Law enforcement officers have not received a decent cost of living adjustment in the past 10 to 12 years. The cost of our taxes for the school teachers and system has gone up for the last four years and is going up again this year.

Our Raleigh City Council has seen fit to also raise our property taxes as well. Both these groups are composed of liberals who have the tax-and-spend attitude.

I as a police officer never stopped working on any day to demonstrate. We served and protected the public without marching or demanding raises all the time. We put our uniform on and went to work not knowing if we would get back home from work each day. Why did we do that? The answer is that we respected our job and never questioned it.

Someone needs to do a study and see why retired police officers are not given a cost of living adjustment like all the others get. Will it happen? The answer is probably no, you are forgotten when you retire; no one seems to care. So teachers, enjoy all the raises you are getting and remember, when you retire you will be forgotten as well.

Jerry D. Narron

Raleigh

‘Oppressive’ action

Regarding “Scores of Palestinians killed at Gaza border as US Embassy moves to Jerusalem” (May 14): Last week’s events in Gaza – where thousands of Palestinian protesters were wounded by Israeli Defense Forces (IDF) – make it as clear as ever that Durham City Council made the correct decision by forbidding police exchanges with foreign militaries last month. We’ve seen what the “counter-terrorism” taught in such exchanges really means.
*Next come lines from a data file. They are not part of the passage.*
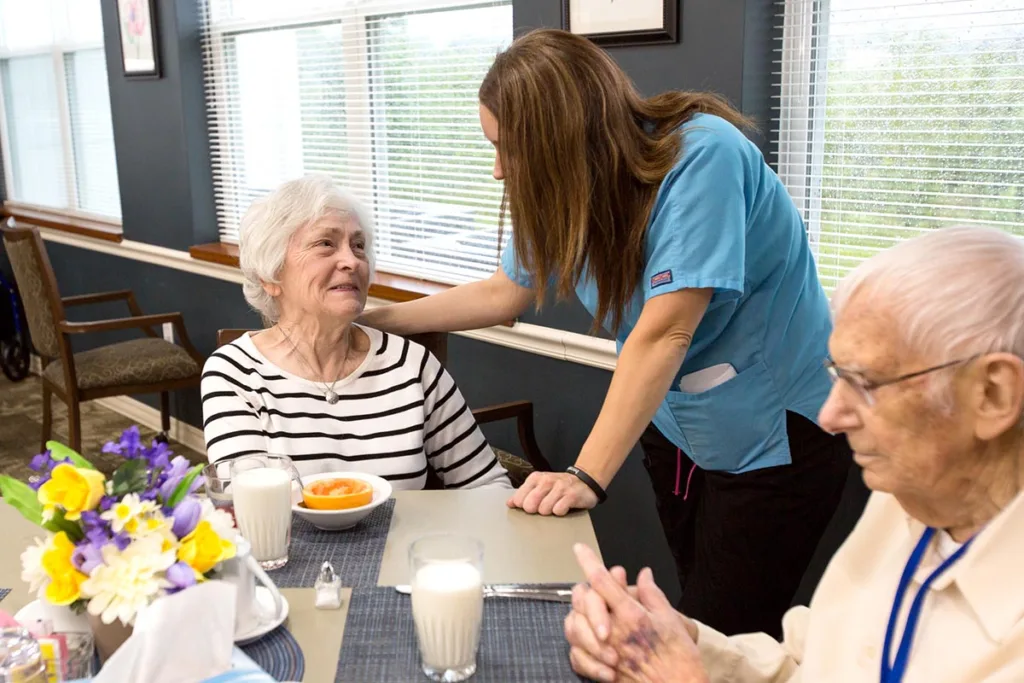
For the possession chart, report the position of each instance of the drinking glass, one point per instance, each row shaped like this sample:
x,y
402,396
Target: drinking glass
x,y
218,482
448,603
261,492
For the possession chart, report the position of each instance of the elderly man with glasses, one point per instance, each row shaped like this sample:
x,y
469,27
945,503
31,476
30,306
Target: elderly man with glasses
x,y
929,388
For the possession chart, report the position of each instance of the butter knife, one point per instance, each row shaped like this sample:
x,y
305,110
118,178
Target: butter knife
x,y
544,592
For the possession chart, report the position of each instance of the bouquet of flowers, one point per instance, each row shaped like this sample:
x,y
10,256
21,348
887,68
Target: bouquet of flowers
x,y
117,545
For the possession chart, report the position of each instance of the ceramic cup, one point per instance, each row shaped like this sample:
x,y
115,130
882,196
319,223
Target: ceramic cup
x,y
243,570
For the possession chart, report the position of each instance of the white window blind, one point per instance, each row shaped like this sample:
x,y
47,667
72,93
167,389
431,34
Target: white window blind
x,y
56,137
380,94
900,117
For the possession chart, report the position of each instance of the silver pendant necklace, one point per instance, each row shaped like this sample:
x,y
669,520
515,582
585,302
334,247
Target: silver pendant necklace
x,y
330,394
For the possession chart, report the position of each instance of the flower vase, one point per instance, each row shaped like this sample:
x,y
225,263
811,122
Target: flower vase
x,y
108,637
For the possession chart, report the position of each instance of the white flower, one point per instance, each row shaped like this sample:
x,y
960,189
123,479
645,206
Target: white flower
x,y
127,515
221,522
128,580
32,568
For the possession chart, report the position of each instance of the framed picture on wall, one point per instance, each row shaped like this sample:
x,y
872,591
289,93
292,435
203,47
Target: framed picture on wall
x,y
137,28
623,22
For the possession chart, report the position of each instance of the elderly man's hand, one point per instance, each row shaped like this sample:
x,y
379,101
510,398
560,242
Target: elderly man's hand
x,y
552,494
629,634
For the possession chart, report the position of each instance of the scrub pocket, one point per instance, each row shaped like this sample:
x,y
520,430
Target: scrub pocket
x,y
736,426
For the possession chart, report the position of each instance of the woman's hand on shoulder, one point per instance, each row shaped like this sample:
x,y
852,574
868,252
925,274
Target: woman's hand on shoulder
x,y
553,494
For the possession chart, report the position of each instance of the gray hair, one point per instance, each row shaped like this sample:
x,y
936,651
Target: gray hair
x,y
953,293
270,222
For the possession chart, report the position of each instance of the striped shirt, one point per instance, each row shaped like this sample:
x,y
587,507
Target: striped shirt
x,y
399,414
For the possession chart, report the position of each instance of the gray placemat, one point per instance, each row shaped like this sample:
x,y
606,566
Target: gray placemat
x,y
279,654
521,641
355,553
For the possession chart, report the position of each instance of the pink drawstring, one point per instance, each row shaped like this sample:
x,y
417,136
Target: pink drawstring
x,y
679,474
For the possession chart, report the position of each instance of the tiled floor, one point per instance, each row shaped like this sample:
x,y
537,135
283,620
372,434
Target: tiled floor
x,y
20,429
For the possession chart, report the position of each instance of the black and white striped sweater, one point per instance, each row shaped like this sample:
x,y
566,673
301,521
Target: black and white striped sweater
x,y
399,413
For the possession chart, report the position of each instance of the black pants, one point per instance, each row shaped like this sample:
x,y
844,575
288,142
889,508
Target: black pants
x,y
743,542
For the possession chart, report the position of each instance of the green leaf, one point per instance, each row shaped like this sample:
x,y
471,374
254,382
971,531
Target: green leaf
x,y
60,452
58,523
130,478
182,488
20,497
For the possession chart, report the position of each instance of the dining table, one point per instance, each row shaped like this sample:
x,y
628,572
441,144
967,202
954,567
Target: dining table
x,y
372,636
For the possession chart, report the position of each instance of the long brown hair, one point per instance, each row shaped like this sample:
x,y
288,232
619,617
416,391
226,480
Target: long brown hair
x,y
583,156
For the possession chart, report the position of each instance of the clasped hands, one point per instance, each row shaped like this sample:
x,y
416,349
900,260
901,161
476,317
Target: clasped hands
x,y
629,633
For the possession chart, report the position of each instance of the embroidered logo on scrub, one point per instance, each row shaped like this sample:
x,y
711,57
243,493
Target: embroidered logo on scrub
x,y
664,278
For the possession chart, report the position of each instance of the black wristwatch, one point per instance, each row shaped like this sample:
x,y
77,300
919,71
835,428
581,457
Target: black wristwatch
x,y
602,495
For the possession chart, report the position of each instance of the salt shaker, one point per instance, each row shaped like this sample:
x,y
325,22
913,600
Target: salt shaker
x,y
328,587
20,658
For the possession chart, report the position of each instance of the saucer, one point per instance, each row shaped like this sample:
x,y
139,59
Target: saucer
x,y
265,601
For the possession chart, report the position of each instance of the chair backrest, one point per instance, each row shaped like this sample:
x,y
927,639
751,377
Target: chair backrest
x,y
435,342
38,287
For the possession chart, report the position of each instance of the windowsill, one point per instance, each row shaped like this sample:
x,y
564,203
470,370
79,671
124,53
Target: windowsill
x,y
386,286
108,230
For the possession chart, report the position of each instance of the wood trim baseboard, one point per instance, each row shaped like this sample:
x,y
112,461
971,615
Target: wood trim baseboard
x,y
216,252
97,229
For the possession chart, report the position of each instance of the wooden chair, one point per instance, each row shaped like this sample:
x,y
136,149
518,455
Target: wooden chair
x,y
522,411
150,365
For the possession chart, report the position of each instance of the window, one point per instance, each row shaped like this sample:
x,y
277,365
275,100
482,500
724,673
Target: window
x,y
381,94
897,118
57,140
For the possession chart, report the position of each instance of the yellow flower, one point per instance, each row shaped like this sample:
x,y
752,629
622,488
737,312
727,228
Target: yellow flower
x,y
66,582
74,488
204,548
129,515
On May 15th, the IDF’s official Twitter account posted an image captioned “Hamas can turn anything into a weapon of terror.” Among the terrifying objects listed were “children” and “disabled civilians.” The end goal of this state-endorsed position is clear: If you criminalize an entire people, you don’t need to worry about criminalizing their actions. Every challenge from Palestinians in their open-air prison, even their mere existence, becomes a violent threat in the eyes of these heavily-armed forces.

America has had enough with criminalizing people’s existences. The United States has a history of oppressive policing that extends much further back than modern Israel’s. Our jails overflow with those committing the crime of existing in poverty .

The Durham City Council has rightly recognized that we have nothing to learn from practitioners of such oppressive philosophies.

Ihab Mikati

Durham

Midwife care

Regarding “Midwives say they can help fill gap in women’s health care” (May 20): As a high risk obstetrics specialist and leader of North Carolina’s statewide Pregnancy Medical Home program, I am very familiar with the challenges women face in accessing risk appropriate care. Key to improving access and safety is the creation of networks of maternity care providers and facilities that can meet the healthcare needs of all women before, during and after the birth of their babies.

The NC Ob/Gyn Society understands that Certified Nurse Midwives and other advanced practice providers are a crucial part of this kind of system of care. That’s why we support independent licensure for CNMs who have collaboration agreements with physicians. We support this arrangement because it allows women to receive quality care from their CNM with the confidence that if there is a complication in their pregnancy, their transition to a higher level of care – even on very short notice – will be safe and seamless.

Finally, North Carolina’s Ob/Gyns ask that everyone involved in this debate – but especially pregnant women – look skeptically on any suggestion that home births are part of the answer to improving access to rural healthcare. In fact, home birth is associated with a more than twofold increased risk of perinatal death.